Paolo Conte spiega il Verona. “Onda su onda il mare mi porterà alla deriva, in balia di una sorte bizzarra e cattiva”. Quando sei dannatamente senza parole ti affidi ai poeti.

Giampaolo Pazzini racconta il Verona: “Il problema non è che non segniamo, il problema è che non tiriamo in porta. Ci manca coraggio e gioco. Pure l’anno scorso in B abbiamo fatto fatica per due mesi, figuriamoci ora in A. La mia panchina di inizio campionato? (faccia eloquente, nda) Per ora non ne parlo, saprete tutto più avanti, posso solo dire che io non ho mai voluto andare via da Verona”. Quando ti sei abbondantemente rotto le palle delle solite scuse, delle ridicole dichiarazioni, arriva Pazzini a scoperchiare il vaso di Pandora.

Dopo la Sampdoria ero intimamente perplesso. Un pari raffazzonato, stiracchiato, con una Samp parsa limitata da se stessa, dalla propria sufficienza, più propensa a gestirsi, al compitino, e con calciatori determinanti in panchina. Ciononostante il Verona è riuscito a fare una fatica boia anche lì, e se non ha perso è grazie a tre circostanze fortunose. Certo, con qualche cenno di vitalità, ma uno strapuntino nulla più.

Ma ho preferito seguire la lezione del saggio: “Piuttosto di parlarne male, non parlarne”. In questi giorni serviva alimentare con senso di responsabilità quel flebile spiraglio. Meglio il silenzio che l’ipocrisia. Ma ora a travolgerci è la realtà. Impietosa. Ineluttabile.

La Lazio ci ha riportato sulla terra, anzi sotto, dove il Verona sta sprofondando, con rilassata rassegnazione e boriosa presunzione.

E quel che è peggio è che siamo senza guida, con un allenatore che pare inadeguato, catapultato in un mondo più grande di lui; un direttore sportivo ciecamente e acriticamente innamorato del suo tecnico e della sua (presunta) idea di calcio, nonché in difetto di carisma e dunque con tutta probabilità non all’altezza nei compiti di gestione quotidiana, ma soprattutto – ed è la cosa che fa più male – un presidente di fatto assente, freddo, distaccato. Setti “ha dei doveri nei confronti della piazza. Se fai il presidente del Verona non hai diritto alla ritrosia” mi e ci ha ricordato quel maestro di giornalismo che è Adalberto Scemma, uomo dalla schiena dritta e dal cervello fino. E l’onestà intellettuale e il senso critico in questo momento ci servono come il pane, perché ci aiutano a capire e a vincere lo smarrimento.

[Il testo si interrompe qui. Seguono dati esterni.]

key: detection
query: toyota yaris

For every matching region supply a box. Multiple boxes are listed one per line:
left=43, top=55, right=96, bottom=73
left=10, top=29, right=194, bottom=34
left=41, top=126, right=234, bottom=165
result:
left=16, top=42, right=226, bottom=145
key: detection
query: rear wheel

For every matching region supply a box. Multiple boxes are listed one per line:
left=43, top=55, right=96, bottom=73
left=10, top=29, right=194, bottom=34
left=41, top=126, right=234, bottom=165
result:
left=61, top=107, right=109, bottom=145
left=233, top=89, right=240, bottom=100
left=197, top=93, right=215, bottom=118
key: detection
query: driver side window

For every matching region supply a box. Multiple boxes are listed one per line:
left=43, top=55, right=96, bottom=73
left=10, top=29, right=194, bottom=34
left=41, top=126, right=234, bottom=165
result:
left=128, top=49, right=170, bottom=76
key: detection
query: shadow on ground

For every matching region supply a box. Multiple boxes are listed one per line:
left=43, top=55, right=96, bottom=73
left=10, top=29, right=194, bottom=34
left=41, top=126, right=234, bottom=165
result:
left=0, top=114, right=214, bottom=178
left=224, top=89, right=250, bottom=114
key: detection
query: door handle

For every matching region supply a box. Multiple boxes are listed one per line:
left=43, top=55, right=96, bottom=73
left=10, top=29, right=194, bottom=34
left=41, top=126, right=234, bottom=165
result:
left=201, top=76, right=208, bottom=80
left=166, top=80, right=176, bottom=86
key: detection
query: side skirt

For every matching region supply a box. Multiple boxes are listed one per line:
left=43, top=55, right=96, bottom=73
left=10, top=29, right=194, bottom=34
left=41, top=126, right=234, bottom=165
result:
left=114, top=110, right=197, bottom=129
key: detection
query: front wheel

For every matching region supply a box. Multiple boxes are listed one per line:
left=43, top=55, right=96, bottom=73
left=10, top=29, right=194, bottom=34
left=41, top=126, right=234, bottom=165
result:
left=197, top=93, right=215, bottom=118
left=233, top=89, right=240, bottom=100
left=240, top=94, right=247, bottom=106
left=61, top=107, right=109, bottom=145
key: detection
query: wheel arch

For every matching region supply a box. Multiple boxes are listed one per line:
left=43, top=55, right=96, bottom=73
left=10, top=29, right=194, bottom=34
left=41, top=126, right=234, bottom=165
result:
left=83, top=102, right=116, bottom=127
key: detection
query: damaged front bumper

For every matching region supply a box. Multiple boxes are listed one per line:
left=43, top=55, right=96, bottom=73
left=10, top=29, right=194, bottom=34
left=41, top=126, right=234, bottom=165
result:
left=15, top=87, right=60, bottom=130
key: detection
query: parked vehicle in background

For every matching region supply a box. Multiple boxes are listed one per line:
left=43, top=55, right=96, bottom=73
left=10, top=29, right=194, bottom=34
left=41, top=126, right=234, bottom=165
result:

Il resto lo fa la fede. “Il Verona ha un’epica gloriosa e tragica, che tocca gli estremi. Lo scudetto e il fallimento, la grande Europa e la serie C. E le due più incredibili e pirotecniche retrocessioni della storia del calcio, quella del 2001 con Malesani e del 1958 con Del Vecchio. Il Verona è follia e squilibrio. E lo squilibrio è vita, è la Fenice, è la poesia della resurrezione. Meglio folli che piatti, il piattume è morte, il Verona è vita. Per questo il Verona si ama”. Parole ancora di Scemma. Parole di amore.